Large-scale genome-wide association studies (GWAS) have highlighted that heritability explained by common variants is concentrated into non-coding functional annotations that are often cell-type or tissue specific. However, the leveraging of non-coding regulatory variants to detect new disease genes or gene sets is largely unknown. In this proposal, I will investigate the effects of non-coding variants in lower frequency architecture by developing a new statistical method partitioning heritability of low-frequency variants. Then, I will use this method to connect functional heritability to genes, in order to increase the statistical power to detect genes and gene sets enriched in coding and non-coding disease variants. My K99 training will be conducted at the Harvard T.H. Chan School of Public Health, as well as the Broad Institute, under the mentorship of Dr. Alkes Price. The key areas of my training will be: development of models for partitioning heritability explained by low-frequency variants across functional annotations (including gene set annotations); analyses of large-scale GWAS and whole genome sequencing datasets; and joint analyses of multiple large functional genomics datasets. The long-term goal of this research is to produce functional annotations and software that will enable geneticists to analyze large GWAS and whole genome sequencing datasets, in order to make discoveries that will improve our biological knowledge of human diseases.

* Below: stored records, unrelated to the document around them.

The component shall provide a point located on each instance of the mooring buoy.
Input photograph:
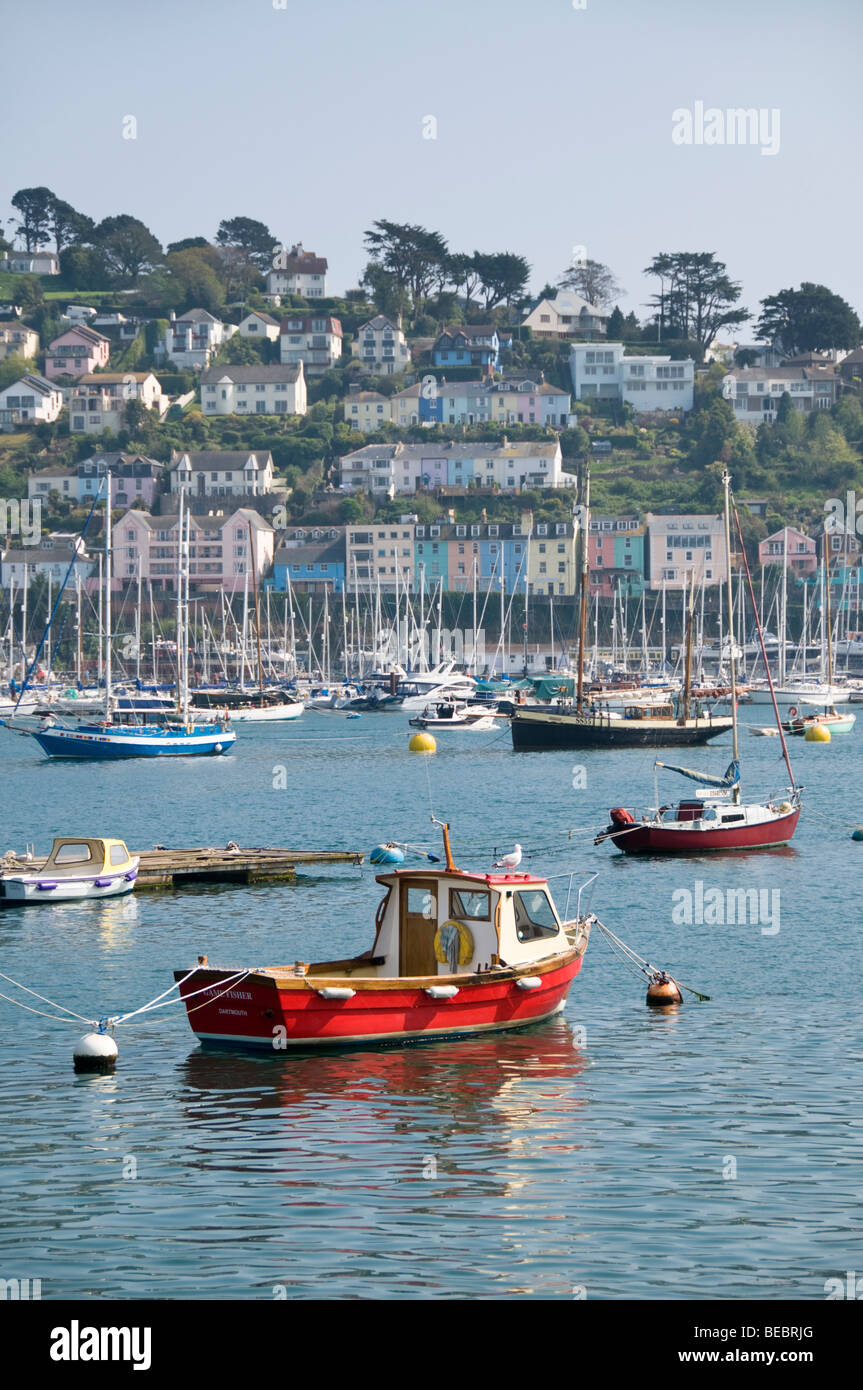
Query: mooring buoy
(663, 990)
(95, 1052)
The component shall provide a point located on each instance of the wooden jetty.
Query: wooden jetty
(166, 869)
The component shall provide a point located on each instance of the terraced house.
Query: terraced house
(416, 467)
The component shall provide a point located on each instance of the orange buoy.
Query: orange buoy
(663, 990)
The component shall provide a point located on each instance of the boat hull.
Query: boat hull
(40, 888)
(671, 840)
(538, 729)
(78, 742)
(261, 1012)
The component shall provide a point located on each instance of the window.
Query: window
(534, 915)
(475, 906)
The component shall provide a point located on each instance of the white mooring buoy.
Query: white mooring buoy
(95, 1052)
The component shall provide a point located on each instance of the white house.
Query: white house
(99, 399)
(78, 313)
(15, 338)
(31, 263)
(651, 382)
(192, 338)
(216, 473)
(311, 339)
(381, 346)
(29, 401)
(566, 316)
(257, 389)
(257, 327)
(298, 273)
(755, 392)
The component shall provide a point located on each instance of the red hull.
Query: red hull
(669, 840)
(256, 1011)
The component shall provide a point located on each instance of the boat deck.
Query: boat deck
(168, 869)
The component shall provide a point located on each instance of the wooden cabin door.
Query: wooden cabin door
(417, 929)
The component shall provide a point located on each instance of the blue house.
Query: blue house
(473, 345)
(313, 569)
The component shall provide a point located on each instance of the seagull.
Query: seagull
(510, 861)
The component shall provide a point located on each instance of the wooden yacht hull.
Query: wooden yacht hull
(274, 1011)
(546, 729)
(671, 840)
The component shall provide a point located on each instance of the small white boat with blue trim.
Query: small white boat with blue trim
(77, 868)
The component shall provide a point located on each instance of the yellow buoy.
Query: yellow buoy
(817, 734)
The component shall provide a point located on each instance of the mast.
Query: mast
(758, 624)
(107, 597)
(257, 616)
(585, 584)
(731, 663)
(688, 665)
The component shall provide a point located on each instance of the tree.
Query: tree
(416, 257)
(252, 242)
(35, 207)
(85, 267)
(503, 277)
(616, 325)
(809, 319)
(592, 281)
(188, 243)
(699, 298)
(67, 225)
(464, 274)
(128, 246)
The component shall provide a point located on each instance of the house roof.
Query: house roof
(223, 460)
(95, 378)
(303, 324)
(35, 382)
(377, 323)
(246, 375)
(318, 552)
(84, 331)
(302, 262)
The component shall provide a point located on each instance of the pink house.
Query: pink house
(224, 549)
(798, 549)
(77, 352)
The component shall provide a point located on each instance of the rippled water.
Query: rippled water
(589, 1153)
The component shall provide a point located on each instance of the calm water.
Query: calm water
(591, 1153)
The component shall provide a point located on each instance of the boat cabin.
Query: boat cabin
(452, 922)
(70, 858)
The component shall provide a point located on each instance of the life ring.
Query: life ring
(466, 943)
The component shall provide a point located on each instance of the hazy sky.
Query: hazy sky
(553, 127)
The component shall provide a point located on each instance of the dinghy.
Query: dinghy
(77, 868)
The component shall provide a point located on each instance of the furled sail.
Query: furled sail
(731, 777)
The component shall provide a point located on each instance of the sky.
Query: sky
(551, 127)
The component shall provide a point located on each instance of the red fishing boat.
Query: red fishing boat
(714, 819)
(455, 952)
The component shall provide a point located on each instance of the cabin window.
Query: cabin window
(474, 906)
(534, 915)
(72, 855)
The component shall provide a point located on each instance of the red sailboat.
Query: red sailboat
(714, 818)
(455, 952)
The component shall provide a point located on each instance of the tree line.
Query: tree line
(412, 270)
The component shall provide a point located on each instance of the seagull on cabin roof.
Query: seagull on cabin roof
(510, 861)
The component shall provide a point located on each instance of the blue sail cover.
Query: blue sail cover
(731, 777)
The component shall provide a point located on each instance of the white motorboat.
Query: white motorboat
(75, 869)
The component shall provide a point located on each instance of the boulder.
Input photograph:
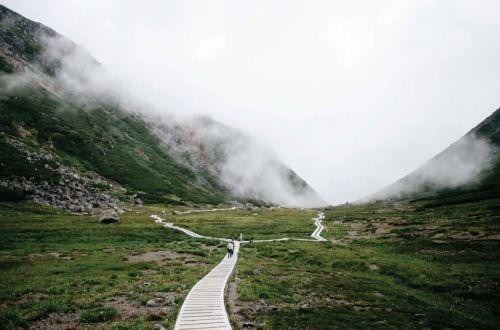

The first aim of this proposal is to develop a method for partitioning the heritability of common and low- frequency variants across functional annotations. I will apply this method on large GWAS data sets, and will use the results to fit an evolutionary model that will predict the distribution of rare variant effect sizes for each annotation.
The second aim i s to determine the best strategy to connect functional heritability to genes. I will compare different strategies using Hi-C data, conserved annotations, and other functional data to connect functional elements to genes and determine which strategy is maximally informative for trait heritability. Then, I will use this strategy to identify gene sets enriched for heritability.
The third aim will leverage insights from common and low-frequency variant enrichments estimated from large GWAS data sets (Aim 1) as well as insights on how to connect functional elements to a gene (Aim 2) to improve the statistical power of gene- based rare variant association tests. The new annotations and computational tools developed in this research proposal will be distributed to the scientific community.
The genetic architecture of human complex diseases is dominated by common non-coding regulatory variants. However, little is known about how to leverage this information to detect new disease genes or gene sets and elucidate the role of low-frequency non-coding variants. The proposed research will develop and apply new statistical methods to: (1) understand the effect of non-coding variants in lower frequency architecture, (2) connect non-coding heritability to genes to detect new disease gene sets, and (3) increase the statistical power of detecting genes enriched in rare coding and non-coding disease variants.